Reforma aduanera presiona la operación
La reforma a la Ley Aduanera, vigente desde el 1 de enero, exige mayor trazabilidad y comprobación de la materialidad de las operaciones de comercio exterior, lo que ha incrementado la carga administrativa y ralentizado los procesos.
El agente aduanal ahora realiza revisiones más minuciosas de la documentación. Esto complica contar con pedimentos pagados y obtener citas, generando retrasos de hasta tres días en nuestras operaciones”, señala el delegado.
Añade que, aunque existe una prórroga para la Manifestación de Valor Electrónica, los agentes ya realizan pruebas, lo que añade presión operativa.
A este contexto se suman fallas recurrentes en los sistemas de aduanas y del Servicio de Administración Tributaria (SAT), que afectan la logística en distintos recintos del país, con impactos directos en costos y desgaste de los operadores.
Cuellos de botella en la última milla
En materia de movilidad, el crecimiento urbano y del comercio exterior ha rebasado la infraestructura disponible en Manzanillo. Actualmente, ingresar al puerto puede tomar entre dos y tres horas, principalmente por la saturación de la carretera Jalipa–Puerto, clave para la última milla.
Desde hace más de dos años solicitamos la ampliación a seis carriles de esta vía. Es urgente retomar el proyecto con la ASIPONA, porque los operadores viven un calvario”, advierte Nolasco Gómez.
Esta problemática ha obligado a las empresas a incrementar su flota para cumplir con la demanda, elevar gastos en maniobras —de hasta 1,000 pesos por contenedor— e incluso adquirir equipo propio, como grúas frontales.
Impacto en turismo y caída en operaciones
En la modalidad de transporte turístico, también hay retos en Colima. Desde hace 3 años, detalla el delegado de Conatram, ha bajado el flujo de visitantes a Manzanillo ante las malas condiciones de la carretera Colima-Manzanillo, situación que representa un golpe para los empresarios. Aquí se encuentra otro reto que Nolasco Gómez busca promover ante las autoridades.

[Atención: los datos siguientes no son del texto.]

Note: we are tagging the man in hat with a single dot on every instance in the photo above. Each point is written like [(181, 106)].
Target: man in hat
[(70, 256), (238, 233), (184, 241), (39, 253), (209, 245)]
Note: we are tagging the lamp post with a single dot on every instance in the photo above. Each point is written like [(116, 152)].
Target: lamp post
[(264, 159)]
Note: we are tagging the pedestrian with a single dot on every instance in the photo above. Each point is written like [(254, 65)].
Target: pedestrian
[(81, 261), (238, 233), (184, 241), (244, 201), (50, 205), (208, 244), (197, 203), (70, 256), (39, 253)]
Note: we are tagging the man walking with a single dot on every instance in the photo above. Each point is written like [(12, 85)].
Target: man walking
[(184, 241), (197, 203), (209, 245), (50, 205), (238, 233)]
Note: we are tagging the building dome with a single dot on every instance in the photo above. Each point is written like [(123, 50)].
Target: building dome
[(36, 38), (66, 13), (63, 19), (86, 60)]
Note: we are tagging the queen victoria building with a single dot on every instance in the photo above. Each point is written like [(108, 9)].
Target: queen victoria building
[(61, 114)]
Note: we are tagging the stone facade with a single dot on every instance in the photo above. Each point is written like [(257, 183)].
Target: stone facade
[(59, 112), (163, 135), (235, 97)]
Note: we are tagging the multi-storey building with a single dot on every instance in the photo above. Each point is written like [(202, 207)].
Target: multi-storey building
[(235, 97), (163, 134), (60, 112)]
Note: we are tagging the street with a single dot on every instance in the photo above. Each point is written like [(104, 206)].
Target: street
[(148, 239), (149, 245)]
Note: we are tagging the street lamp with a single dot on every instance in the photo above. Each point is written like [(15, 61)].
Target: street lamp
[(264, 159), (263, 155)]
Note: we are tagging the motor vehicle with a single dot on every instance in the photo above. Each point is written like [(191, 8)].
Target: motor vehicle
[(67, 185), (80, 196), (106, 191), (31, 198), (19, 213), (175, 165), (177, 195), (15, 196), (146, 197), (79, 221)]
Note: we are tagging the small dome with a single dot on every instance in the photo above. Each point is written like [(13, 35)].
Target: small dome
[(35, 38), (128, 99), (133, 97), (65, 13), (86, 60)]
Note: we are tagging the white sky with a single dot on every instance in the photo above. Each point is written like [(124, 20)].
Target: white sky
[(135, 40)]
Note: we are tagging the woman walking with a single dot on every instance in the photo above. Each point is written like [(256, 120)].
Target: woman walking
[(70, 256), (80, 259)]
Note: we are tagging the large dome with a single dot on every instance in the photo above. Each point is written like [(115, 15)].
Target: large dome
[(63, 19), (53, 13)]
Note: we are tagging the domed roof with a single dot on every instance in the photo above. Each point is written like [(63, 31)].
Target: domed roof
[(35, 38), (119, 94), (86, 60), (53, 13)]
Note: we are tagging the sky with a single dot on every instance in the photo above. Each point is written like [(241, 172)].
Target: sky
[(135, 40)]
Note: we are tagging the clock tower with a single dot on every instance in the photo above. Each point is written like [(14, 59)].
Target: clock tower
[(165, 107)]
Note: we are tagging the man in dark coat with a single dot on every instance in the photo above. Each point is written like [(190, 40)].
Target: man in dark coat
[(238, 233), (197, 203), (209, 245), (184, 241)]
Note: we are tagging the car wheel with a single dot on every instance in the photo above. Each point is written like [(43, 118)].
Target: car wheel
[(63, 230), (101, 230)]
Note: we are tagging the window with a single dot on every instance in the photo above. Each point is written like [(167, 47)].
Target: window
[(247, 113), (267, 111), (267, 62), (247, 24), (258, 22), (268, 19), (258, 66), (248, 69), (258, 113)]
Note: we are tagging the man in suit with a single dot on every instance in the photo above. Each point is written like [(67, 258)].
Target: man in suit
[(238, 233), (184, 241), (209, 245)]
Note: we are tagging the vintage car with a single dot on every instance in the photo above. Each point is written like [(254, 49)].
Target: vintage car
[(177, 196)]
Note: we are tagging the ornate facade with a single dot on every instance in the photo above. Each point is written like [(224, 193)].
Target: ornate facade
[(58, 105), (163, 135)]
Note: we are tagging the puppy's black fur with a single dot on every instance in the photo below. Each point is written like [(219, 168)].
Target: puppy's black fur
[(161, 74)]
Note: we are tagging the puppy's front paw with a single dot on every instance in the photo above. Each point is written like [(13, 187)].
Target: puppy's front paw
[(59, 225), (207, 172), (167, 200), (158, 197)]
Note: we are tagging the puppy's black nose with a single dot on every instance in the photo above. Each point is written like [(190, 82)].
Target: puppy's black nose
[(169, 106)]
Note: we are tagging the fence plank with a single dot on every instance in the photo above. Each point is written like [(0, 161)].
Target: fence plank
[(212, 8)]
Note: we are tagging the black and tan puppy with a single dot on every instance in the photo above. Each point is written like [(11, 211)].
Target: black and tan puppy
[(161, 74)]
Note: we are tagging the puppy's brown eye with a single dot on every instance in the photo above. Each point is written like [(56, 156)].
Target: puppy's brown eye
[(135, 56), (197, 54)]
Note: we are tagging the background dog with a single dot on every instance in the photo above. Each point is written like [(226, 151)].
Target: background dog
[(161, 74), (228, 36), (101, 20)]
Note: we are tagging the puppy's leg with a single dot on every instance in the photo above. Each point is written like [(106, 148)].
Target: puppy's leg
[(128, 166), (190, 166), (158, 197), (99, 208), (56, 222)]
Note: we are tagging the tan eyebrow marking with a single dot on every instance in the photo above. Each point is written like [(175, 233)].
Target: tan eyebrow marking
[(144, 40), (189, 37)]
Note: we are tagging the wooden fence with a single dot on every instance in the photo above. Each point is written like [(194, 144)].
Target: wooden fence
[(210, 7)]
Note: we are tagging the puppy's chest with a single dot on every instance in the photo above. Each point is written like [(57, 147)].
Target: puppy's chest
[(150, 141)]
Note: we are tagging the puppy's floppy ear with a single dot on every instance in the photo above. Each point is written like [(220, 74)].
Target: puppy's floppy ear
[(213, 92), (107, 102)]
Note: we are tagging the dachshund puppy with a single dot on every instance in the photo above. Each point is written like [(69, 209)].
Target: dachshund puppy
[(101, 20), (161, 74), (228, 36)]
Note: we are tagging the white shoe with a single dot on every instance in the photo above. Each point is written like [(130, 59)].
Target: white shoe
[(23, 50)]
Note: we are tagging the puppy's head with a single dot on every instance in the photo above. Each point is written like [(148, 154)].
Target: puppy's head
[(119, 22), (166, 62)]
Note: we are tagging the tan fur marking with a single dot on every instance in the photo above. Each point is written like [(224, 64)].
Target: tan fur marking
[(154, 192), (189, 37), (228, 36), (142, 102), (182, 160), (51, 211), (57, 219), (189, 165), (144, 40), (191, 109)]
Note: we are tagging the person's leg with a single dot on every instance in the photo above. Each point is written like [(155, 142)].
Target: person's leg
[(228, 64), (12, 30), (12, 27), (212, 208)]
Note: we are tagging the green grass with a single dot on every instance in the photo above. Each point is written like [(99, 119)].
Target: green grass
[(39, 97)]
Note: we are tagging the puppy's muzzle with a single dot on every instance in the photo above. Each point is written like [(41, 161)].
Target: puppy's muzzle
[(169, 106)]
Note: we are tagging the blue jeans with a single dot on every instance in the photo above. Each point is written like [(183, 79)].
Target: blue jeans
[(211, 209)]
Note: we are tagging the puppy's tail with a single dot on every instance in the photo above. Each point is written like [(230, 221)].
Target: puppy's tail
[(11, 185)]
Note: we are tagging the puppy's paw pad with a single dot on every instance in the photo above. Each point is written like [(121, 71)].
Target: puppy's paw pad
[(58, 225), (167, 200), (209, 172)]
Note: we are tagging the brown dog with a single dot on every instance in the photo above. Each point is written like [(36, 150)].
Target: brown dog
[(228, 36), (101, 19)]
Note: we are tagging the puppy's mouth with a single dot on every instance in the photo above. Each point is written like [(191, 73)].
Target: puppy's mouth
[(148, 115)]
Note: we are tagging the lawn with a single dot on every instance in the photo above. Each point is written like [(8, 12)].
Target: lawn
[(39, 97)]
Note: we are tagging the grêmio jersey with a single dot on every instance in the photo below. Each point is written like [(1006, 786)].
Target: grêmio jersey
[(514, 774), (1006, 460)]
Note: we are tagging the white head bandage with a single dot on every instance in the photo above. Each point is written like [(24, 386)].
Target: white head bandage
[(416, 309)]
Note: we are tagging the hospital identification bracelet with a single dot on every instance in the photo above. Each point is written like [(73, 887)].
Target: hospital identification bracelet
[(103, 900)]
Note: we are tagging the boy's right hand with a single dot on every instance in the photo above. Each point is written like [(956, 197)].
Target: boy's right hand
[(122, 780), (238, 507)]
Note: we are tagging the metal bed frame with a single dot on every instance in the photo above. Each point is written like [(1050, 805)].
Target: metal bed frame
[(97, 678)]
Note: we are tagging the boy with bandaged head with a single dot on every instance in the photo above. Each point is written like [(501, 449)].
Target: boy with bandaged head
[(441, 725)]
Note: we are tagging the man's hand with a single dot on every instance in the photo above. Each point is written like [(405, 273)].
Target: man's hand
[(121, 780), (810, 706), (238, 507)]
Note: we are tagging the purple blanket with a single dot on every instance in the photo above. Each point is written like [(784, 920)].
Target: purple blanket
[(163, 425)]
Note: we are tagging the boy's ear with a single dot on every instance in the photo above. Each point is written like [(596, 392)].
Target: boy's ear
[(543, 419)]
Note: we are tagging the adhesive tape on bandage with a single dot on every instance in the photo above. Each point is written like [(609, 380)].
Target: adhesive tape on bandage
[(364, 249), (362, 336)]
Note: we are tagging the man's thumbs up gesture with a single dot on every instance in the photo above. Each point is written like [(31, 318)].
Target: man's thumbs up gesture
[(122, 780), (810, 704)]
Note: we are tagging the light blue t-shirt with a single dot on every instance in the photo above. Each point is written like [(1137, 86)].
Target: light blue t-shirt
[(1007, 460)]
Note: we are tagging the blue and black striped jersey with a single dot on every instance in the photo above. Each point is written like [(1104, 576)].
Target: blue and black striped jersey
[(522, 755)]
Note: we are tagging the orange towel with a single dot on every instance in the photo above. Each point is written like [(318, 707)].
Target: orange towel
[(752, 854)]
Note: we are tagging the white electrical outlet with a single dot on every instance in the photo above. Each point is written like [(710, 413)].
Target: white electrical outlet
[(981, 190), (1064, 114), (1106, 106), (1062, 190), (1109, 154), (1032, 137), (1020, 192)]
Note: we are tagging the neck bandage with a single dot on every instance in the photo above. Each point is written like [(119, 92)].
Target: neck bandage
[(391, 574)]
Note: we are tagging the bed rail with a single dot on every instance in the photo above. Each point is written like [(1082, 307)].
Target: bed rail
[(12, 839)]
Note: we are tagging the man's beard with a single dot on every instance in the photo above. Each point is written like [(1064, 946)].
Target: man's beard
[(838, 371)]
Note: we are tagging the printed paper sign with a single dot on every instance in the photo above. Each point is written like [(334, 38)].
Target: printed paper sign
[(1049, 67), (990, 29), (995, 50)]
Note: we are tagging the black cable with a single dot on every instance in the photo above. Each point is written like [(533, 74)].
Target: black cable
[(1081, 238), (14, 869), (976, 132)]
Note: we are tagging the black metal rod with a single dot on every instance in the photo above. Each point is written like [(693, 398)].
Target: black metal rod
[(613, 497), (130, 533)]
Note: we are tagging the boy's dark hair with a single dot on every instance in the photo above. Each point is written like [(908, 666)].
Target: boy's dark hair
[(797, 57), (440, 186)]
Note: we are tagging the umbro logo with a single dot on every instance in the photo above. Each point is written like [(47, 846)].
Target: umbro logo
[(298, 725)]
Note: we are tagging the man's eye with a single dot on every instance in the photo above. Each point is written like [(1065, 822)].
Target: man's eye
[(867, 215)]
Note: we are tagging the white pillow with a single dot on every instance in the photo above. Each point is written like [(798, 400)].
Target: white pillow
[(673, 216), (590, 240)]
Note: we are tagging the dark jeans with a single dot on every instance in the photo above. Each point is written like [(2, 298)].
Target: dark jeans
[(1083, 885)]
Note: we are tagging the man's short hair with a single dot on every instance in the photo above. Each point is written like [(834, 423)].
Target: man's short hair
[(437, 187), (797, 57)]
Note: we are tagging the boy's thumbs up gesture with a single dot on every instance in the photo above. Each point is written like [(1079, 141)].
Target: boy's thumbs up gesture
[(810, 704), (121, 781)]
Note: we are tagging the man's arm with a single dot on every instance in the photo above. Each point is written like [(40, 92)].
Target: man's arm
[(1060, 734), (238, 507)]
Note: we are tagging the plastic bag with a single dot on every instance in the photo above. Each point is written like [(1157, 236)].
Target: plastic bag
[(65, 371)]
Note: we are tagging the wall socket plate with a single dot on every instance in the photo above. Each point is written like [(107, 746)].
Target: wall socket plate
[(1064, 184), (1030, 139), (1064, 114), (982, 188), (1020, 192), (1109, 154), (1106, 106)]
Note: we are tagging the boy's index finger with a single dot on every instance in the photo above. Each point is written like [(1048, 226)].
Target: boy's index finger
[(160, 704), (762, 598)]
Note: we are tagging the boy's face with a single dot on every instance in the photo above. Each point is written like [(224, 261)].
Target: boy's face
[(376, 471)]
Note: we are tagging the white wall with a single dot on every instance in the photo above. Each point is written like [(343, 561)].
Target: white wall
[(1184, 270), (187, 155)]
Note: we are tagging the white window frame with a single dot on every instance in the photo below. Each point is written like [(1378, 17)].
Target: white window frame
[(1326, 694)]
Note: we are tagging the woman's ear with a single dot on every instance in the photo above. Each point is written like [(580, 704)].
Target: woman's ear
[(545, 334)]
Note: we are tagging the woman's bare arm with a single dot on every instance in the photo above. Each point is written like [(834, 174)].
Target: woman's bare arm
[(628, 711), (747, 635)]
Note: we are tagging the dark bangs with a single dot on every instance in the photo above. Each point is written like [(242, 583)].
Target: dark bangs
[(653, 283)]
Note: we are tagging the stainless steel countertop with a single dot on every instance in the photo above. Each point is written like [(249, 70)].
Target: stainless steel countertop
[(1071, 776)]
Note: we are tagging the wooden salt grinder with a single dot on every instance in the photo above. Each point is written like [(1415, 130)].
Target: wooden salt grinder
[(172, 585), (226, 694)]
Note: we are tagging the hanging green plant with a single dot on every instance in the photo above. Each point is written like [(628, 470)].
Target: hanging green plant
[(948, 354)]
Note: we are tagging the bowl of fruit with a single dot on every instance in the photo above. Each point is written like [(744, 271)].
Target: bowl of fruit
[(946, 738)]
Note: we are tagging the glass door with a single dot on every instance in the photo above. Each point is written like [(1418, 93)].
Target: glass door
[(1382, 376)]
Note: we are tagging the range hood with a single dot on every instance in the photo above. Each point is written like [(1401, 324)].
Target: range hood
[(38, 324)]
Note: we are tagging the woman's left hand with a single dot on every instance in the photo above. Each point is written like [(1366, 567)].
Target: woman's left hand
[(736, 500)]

En lo que respecta al movimiento de mercancía, en el primer bimestre de 2026, las operaciones en la Aduana de Manzanillo descendieron 4.4%, con un registro de 181,700, mientras que las totalizadas en el total de los recintos marítimos cayeron 6.5% anual, de acuerdo con datos de la Agencia Nacional de Aduanas de México (ANAM).
La delegación de Colima reconoce que los retos son diversos en cada puerto; por ello, los transportistas de los cuatro recintos marítimos más importantes del país buscarán soluciones que lleven al autotransporte a recuperar e incrementar su competitividad.